K-Swiss Shows Why Kik Video Could Be Huge for Brands

Comeback campaign uses rewards to lure viewers

Kik has launched a new video ad experience—and it appears to really get people watching by offering rewards for their time. The millennial-minded messaging app is letting users choose which ads to watch in exchange for points, and one of the first major brands to try a campaign is K-Swiss, a footwear marketer looking for a resurgence.

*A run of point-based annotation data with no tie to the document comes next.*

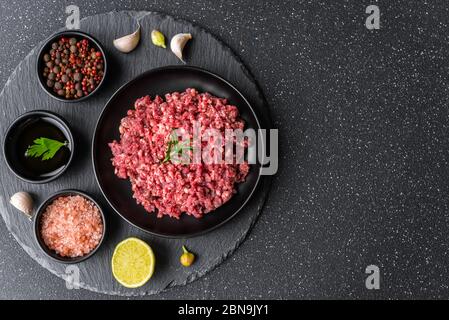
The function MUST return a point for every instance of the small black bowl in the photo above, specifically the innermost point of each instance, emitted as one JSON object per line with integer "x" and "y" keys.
{"x": 50, "y": 253}
{"x": 46, "y": 48}
{"x": 12, "y": 140}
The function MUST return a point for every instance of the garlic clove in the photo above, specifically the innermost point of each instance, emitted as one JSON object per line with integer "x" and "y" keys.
{"x": 23, "y": 202}
{"x": 178, "y": 43}
{"x": 129, "y": 42}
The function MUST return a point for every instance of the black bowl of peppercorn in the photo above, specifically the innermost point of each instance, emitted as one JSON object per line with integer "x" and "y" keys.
{"x": 71, "y": 66}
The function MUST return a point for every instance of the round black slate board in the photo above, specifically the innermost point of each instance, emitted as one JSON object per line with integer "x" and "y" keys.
{"x": 22, "y": 93}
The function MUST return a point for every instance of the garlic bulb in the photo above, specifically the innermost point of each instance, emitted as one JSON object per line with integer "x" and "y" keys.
{"x": 178, "y": 43}
{"x": 129, "y": 42}
{"x": 23, "y": 202}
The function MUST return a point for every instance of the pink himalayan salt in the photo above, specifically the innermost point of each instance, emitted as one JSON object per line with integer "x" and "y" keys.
{"x": 72, "y": 226}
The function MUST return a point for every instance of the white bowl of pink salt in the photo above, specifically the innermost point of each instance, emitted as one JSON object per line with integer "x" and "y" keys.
{"x": 69, "y": 226}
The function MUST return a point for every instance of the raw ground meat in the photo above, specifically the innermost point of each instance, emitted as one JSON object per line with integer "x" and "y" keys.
{"x": 168, "y": 188}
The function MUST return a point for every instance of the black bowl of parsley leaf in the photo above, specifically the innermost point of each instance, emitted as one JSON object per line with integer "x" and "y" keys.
{"x": 38, "y": 146}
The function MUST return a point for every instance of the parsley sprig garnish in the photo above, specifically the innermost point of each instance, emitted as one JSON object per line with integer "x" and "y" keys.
{"x": 174, "y": 147}
{"x": 45, "y": 148}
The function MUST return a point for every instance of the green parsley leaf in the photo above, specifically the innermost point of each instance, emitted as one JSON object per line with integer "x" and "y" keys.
{"x": 45, "y": 148}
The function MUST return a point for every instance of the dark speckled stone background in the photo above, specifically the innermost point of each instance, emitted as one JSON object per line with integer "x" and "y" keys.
{"x": 364, "y": 148}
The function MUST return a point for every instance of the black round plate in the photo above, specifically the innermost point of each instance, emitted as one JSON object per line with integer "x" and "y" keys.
{"x": 118, "y": 191}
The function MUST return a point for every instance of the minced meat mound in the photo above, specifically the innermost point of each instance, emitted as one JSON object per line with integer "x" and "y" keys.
{"x": 175, "y": 188}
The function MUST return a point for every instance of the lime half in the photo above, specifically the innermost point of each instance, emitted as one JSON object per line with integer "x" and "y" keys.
{"x": 133, "y": 263}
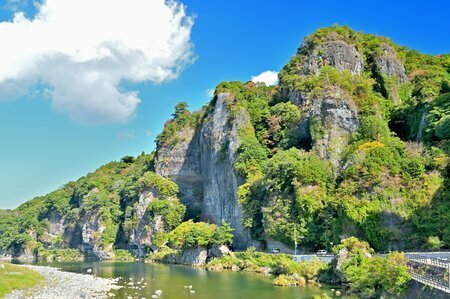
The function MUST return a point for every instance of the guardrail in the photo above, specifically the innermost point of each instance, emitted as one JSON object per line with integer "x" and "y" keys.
{"x": 431, "y": 271}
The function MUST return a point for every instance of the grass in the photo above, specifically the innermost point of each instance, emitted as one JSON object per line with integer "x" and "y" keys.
{"x": 13, "y": 277}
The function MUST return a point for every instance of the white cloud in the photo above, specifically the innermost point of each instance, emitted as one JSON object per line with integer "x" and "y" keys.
{"x": 126, "y": 135}
{"x": 209, "y": 92}
{"x": 267, "y": 77}
{"x": 79, "y": 52}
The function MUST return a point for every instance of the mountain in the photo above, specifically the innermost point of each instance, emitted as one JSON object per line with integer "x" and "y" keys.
{"x": 353, "y": 141}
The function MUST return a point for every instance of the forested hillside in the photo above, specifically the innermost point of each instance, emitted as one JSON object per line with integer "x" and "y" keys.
{"x": 353, "y": 141}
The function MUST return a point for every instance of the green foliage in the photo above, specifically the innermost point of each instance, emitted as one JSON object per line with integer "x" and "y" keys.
{"x": 15, "y": 277}
{"x": 61, "y": 255}
{"x": 439, "y": 118}
{"x": 171, "y": 210}
{"x": 164, "y": 187}
{"x": 284, "y": 118}
{"x": 190, "y": 234}
{"x": 182, "y": 119}
{"x": 433, "y": 243}
{"x": 123, "y": 255}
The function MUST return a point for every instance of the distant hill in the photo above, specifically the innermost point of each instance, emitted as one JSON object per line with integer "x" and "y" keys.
{"x": 353, "y": 141}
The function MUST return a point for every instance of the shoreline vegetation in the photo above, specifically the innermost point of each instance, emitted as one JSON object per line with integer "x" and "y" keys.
{"x": 31, "y": 281}
{"x": 355, "y": 270}
{"x": 14, "y": 277}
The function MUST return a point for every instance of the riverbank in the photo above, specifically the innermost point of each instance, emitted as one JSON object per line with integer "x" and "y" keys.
{"x": 14, "y": 277}
{"x": 58, "y": 284}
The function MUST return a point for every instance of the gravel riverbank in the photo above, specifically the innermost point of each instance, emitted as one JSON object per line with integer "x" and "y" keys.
{"x": 67, "y": 285}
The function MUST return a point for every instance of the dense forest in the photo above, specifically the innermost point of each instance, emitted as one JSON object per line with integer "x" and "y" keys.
{"x": 353, "y": 141}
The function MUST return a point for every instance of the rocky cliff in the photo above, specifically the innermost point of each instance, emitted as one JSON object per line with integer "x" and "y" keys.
{"x": 353, "y": 141}
{"x": 202, "y": 164}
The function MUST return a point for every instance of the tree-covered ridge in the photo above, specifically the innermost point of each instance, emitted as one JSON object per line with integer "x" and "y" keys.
{"x": 380, "y": 172}
{"x": 390, "y": 189}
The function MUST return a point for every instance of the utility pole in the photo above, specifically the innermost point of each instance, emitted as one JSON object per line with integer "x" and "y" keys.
{"x": 448, "y": 274}
{"x": 295, "y": 241}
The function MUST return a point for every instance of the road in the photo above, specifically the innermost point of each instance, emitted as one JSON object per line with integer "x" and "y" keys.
{"x": 445, "y": 255}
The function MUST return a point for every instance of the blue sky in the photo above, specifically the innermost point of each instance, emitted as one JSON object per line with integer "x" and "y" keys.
{"x": 43, "y": 148}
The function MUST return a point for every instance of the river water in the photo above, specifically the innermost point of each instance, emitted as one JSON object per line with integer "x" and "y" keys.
{"x": 174, "y": 280}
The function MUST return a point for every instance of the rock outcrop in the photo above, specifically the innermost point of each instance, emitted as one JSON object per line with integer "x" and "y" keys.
{"x": 219, "y": 141}
{"x": 181, "y": 163}
{"x": 141, "y": 236}
{"x": 388, "y": 64}
{"x": 195, "y": 256}
{"x": 333, "y": 117}
{"x": 203, "y": 166}
{"x": 335, "y": 53}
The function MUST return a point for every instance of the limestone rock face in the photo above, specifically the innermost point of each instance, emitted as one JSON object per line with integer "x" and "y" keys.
{"x": 202, "y": 164}
{"x": 335, "y": 53}
{"x": 219, "y": 251}
{"x": 141, "y": 236}
{"x": 333, "y": 117}
{"x": 388, "y": 64}
{"x": 219, "y": 141}
{"x": 181, "y": 163}
{"x": 195, "y": 256}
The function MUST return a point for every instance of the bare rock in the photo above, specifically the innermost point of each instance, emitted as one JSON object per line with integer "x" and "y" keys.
{"x": 335, "y": 53}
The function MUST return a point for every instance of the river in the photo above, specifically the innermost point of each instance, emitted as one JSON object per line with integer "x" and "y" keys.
{"x": 174, "y": 280}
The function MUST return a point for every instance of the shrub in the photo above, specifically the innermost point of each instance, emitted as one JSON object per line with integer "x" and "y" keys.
{"x": 433, "y": 243}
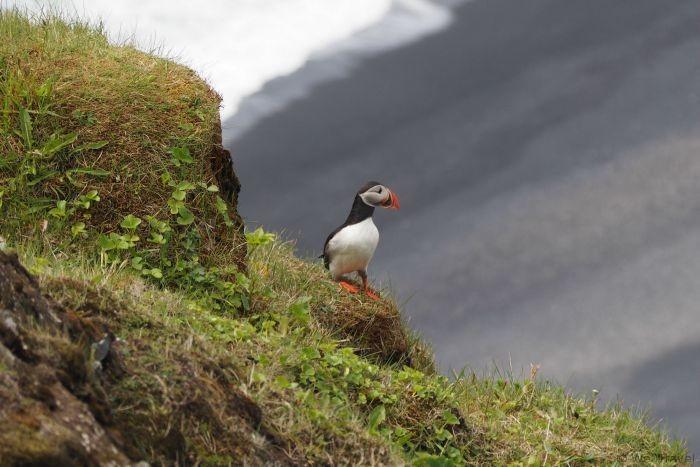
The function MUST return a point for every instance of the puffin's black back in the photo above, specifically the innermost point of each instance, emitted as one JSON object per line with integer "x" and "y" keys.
{"x": 359, "y": 212}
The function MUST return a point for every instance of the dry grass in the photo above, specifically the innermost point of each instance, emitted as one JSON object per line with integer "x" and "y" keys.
{"x": 298, "y": 371}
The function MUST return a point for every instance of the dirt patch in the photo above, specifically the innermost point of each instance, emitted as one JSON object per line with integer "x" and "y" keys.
{"x": 41, "y": 421}
{"x": 71, "y": 393}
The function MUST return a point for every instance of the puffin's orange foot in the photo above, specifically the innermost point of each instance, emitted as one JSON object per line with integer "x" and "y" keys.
{"x": 372, "y": 294}
{"x": 349, "y": 287}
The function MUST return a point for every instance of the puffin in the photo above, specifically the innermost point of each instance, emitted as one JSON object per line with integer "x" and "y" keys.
{"x": 350, "y": 247}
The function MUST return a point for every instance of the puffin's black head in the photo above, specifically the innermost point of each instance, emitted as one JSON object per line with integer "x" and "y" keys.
{"x": 377, "y": 195}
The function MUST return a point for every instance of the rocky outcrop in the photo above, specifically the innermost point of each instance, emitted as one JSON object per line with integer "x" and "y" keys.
{"x": 49, "y": 399}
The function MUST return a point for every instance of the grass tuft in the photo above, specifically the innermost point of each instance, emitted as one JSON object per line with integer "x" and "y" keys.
{"x": 116, "y": 193}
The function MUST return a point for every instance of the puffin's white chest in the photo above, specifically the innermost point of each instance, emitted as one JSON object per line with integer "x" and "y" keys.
{"x": 352, "y": 248}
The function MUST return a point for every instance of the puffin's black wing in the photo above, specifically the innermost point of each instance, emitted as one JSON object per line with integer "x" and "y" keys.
{"x": 326, "y": 258}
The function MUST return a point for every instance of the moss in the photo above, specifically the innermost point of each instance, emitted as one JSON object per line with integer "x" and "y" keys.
{"x": 289, "y": 369}
{"x": 80, "y": 115}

K-Swiss is running one-minute videos that pitch "The Board," a campaign fronted by the popular DJ Diplo. The Board is an effort to reach out to aspiring entrepreneurs and collaborate on projects, while participants become de facto advisers and a part of the  



sneaker's "comeback story." App users can opt to view those videos to win Kik Points, which they can redeem for stickers and other premium messaging features.

Kik users who have seen the sneaker's clips so far reported 25 times higher brand awareness for the sneaker company. And 55 percent of viewers signaled intent to purchase the brand's gear, according to the companies.

K-Swiss is leaning on social media— including Facebook, Instagram and Twitter—to redefine the brand that was founded in the 1960s, had a stylish 1990s but fell out of favor in recent years.

"We want to bring prominence back to the company that hasn't been in the spotlight," said Ashley Deverell, K-Swiss marketing manager. "We are bringing it back to create more awareness on a global level."

Kik, which claims more than 200 million users, has been building its ad business with Promoted Chats that let brands grow and text their consumer contacts. The Ontario-based startup has also built some targeting technology and embraced video as an ad format.



Video ads are becoming a top priority for most mobile companies, and Kik is up against hot rivals like Facebook, Instagram, Snapchat and Twitter. And Kik has caught the attention of more and more brands while building up its ad offerings.

The video ads are served in an automated fashion, and they are powered by a company called Samba. "We aggregate programmatic demand so Kik doesn't have to," said Samba CEO Ben Atherton.

Samba's server shows Kik users a number of video options from top brands, enticing them to sit through commercials in exchange for the points. The user decides which one he or she wants to see.

"When you get the user to choose the ad, you are driving strong engagement," Atherton added.